Internet-Recht: Vertrag mit Suchmaschinen-Spider
Alles hat eine dunkle Seite. Die dunkle Seite von Spiderman heißt Venom und ist eigentlich eine Symbiant, der lange Zeit versucht Spiderman zu erobern um ihn zur dunklen Seite der Macht zu drängen. Spider Man, zu gut für böses, wehrt sich natürlich erfolgreich (zu sehen diesen Kino-Sommer in Spider-Man 3 von Sam Raimi) und Venom bleibt nichts anderes übrig als sich einen anderen willigeren und damit auch zukünftigen Gegenspieler von Spiderman zu suchen. Er findet ihn, Spider-Man siegt trotzdem – Die Tragik in allen Marvel-Comics.
Die Diskussion um das Recht im Internet wird derzeit um einen weiteren Bösewicht bereichert durch den Suchmaschinen und ihre Spider wirklich echte Probleme bekommen könnten: In Amerika wird gerade eine Klage verhandelt, die bei falschem Richtspruch einen Präzedenzfall entstehen ließe, der jede Suchmaschine zum Zittern bringen würde.
Das Internet Archive und damit dessen Betreiber Brewster Kahle wurde von einer Frau aus Colorado auf “Nichteinhaltung eines zustandegekommenen Vertrages” verklagt. Sie begründet ihre Klage mit der Verpflichtung zur Einhaltung und Erfüllung Ihres Copyright-Hinweises, den sie im Footer der Seite hinterlegt hat.
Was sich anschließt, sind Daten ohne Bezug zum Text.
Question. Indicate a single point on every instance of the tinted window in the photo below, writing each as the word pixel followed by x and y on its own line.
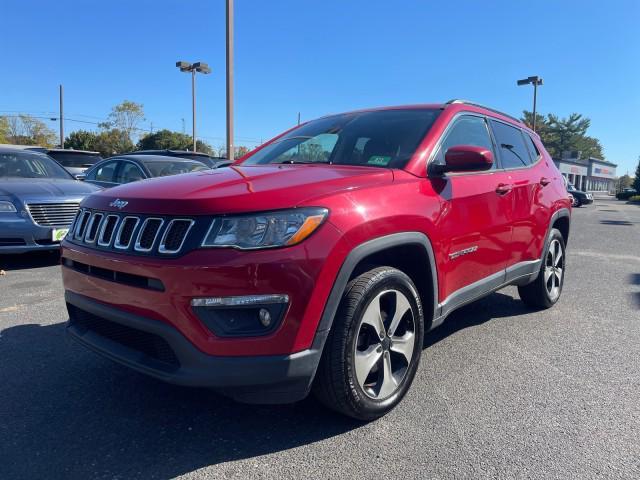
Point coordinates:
pixel 129 172
pixel 30 165
pixel 163 169
pixel 104 173
pixel 467 130
pixel 513 151
pixel 533 149
pixel 383 138
pixel 77 160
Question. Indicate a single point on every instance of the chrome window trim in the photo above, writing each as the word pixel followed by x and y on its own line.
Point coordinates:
pixel 116 243
pixel 161 248
pixel 103 227
pixel 136 246
pixel 92 220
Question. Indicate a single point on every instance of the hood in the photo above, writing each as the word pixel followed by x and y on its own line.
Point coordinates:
pixel 44 189
pixel 238 189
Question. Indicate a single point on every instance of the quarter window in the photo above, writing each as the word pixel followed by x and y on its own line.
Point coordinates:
pixel 467 130
pixel 513 151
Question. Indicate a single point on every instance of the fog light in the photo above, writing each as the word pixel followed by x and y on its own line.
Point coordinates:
pixel 265 317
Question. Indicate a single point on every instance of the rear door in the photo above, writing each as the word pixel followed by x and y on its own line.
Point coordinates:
pixel 475 219
pixel 521 161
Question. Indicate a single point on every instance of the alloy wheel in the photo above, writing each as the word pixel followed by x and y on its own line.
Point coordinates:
pixel 385 344
pixel 554 269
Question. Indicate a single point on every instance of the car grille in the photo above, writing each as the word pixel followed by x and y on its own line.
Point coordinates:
pixel 53 214
pixel 131 233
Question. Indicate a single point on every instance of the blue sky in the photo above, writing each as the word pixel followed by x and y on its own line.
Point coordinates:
pixel 319 57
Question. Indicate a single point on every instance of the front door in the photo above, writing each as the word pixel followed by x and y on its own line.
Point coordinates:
pixel 475 217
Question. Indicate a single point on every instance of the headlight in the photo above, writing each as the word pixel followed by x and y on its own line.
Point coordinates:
pixel 7 207
pixel 265 230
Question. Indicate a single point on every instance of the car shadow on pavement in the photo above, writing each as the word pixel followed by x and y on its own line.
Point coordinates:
pixel 496 305
pixel 24 261
pixel 67 413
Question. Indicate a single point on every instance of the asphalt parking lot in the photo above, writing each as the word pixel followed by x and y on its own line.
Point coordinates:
pixel 502 391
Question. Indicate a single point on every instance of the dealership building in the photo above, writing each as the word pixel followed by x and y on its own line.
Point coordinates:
pixel 591 174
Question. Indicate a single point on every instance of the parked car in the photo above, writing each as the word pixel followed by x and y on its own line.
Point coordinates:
pixel 131 168
pixel 579 197
pixel 38 201
pixel 319 261
pixel 626 194
pixel 76 162
pixel 212 162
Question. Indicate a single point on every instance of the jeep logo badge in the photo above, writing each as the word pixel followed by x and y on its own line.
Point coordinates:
pixel 119 204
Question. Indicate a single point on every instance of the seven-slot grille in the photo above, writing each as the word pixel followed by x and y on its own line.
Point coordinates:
pixel 53 214
pixel 131 232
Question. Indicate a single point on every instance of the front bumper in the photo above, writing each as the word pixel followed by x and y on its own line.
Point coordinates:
pixel 21 235
pixel 161 351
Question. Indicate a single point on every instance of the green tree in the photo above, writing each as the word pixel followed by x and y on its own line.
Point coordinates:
pixel 125 117
pixel 167 139
pixel 111 142
pixel 636 181
pixel 81 140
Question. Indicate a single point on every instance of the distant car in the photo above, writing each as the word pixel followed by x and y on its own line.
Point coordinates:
pixel 76 162
pixel 213 162
pixel 579 197
pixel 121 169
pixel 38 201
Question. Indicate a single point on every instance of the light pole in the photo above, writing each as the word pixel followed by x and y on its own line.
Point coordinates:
pixel 535 80
pixel 200 67
pixel 230 147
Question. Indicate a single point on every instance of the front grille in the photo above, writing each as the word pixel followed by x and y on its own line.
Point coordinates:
pixel 149 344
pixel 139 234
pixel 12 242
pixel 175 235
pixel 53 214
pixel 148 234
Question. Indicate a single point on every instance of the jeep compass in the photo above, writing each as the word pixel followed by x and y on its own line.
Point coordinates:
pixel 317 262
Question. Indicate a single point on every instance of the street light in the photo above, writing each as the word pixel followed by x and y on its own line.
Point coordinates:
pixel 535 81
pixel 200 67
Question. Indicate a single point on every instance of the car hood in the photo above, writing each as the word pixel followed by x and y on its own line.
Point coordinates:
pixel 44 189
pixel 237 189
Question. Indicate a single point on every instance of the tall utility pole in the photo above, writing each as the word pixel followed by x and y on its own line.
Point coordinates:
pixel 535 80
pixel 193 68
pixel 61 117
pixel 230 147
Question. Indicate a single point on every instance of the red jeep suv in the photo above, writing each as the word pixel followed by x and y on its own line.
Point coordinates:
pixel 318 261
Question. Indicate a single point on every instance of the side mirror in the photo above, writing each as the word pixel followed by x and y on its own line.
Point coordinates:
pixel 466 158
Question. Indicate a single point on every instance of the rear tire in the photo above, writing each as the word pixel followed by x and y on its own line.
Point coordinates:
pixel 373 350
pixel 546 289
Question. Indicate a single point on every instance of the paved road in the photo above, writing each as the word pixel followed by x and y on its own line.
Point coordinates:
pixel 502 392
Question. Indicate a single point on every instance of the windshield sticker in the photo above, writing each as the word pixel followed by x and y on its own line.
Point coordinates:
pixel 379 160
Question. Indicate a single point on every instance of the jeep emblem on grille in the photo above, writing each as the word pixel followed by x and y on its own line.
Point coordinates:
pixel 119 204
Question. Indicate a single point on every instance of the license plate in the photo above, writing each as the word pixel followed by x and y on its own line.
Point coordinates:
pixel 58 234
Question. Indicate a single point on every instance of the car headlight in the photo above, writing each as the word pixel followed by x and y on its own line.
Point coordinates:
pixel 265 230
pixel 7 207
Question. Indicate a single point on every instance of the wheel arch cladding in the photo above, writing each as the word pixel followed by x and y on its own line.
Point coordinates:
pixel 410 252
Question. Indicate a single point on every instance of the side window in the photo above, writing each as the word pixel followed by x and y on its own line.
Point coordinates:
pixel 535 153
pixel 513 151
pixel 105 173
pixel 129 172
pixel 467 130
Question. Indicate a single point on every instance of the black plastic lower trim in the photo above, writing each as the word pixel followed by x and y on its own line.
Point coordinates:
pixel 251 379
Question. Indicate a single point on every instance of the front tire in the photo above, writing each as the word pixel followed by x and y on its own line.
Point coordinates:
pixel 373 350
pixel 546 289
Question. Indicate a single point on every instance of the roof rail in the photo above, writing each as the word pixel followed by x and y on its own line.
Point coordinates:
pixel 474 104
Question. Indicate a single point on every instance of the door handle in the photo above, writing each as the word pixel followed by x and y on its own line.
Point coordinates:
pixel 503 188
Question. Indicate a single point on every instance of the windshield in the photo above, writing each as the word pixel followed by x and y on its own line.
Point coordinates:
pixel 383 138
pixel 30 165
pixel 165 168
pixel 75 160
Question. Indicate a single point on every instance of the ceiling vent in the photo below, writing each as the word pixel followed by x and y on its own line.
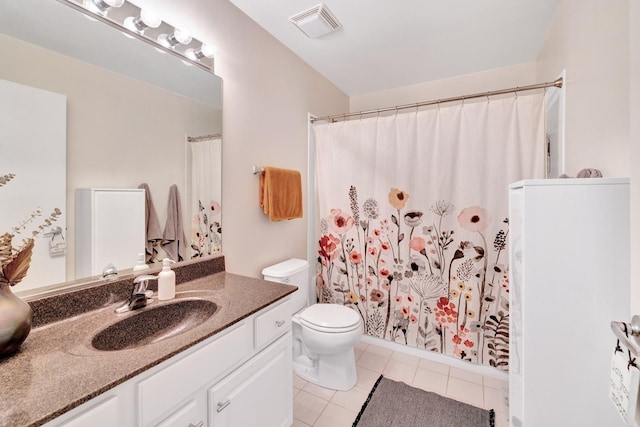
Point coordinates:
pixel 316 22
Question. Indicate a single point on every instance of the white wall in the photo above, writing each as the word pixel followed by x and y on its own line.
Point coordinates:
pixel 518 75
pixel 598 43
pixel 590 39
pixel 267 93
pixel 634 119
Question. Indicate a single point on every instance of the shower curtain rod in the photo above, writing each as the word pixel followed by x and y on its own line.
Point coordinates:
pixel 556 83
pixel 203 137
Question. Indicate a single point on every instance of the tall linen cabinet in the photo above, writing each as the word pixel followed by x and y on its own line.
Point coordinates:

Dort heißt es, dass in einen Vertrag eingewilligt wird, sobald Inhalte ihrer Informationsseite für Missbrauchsopfer falscher Verdächtigungen kopiert oder verbreitet werden. Sie verlangt dabei, neben einer vorab fälligen Gebühr von 5.000 Dollar, eine Sicherheitsleistung von 250.000 Dollar. Wird die Vorauszahlung nicht geleistet ist eine Vertragsstrafe von 50.000 Dollar fällig. Nachdem ihr auffiel, dass der Internet Archive-Spider ihre Seite 87 Mal besucht und sie komplett kopiert und gespeichert hatte, verlangte sie eine restlose Löschung aus dem Archive und eine Zahlung von 100.000 Dollar. Ihre Seite wurde gelöscht, ihre Klage am 13. Februar zum Teil abgewiesen, noch zu verhandeln ist jedoch die Klage auf Vertragsbrüchigkeit.
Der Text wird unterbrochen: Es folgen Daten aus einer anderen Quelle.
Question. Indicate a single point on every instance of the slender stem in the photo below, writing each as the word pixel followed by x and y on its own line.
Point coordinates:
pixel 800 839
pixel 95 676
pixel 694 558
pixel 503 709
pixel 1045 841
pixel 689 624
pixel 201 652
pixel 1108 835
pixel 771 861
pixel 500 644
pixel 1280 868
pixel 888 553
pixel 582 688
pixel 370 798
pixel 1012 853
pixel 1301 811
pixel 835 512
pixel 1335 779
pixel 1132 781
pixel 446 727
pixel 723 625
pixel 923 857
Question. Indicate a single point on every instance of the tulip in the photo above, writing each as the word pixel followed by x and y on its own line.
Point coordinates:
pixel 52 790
Tja und das wird interessant, denn nach amerikanischem Recht kommt ein Vertrag auch ohne Unterschrift oder ausdrückliche Zustimmung zustande und zwar bereits dann, wenn eine “hinreichend gegebene Gelegenheit” vorhanden war die Vertragsbedingungen einzusehen (Uniform Electronic Transactions Act). Webseiten-Betreiber könnten auf die Idee kommen Suchmaschinen, wie Google ähnliche Verträge anzubieten, so dass sie gezwungen wären, eine Erlaubnis der Betreiber einzuholen, bzw. es ließen sich nur noch Inhalte finden, die entsprechend den vertraglichen Vorgaben bereitgestellt werden.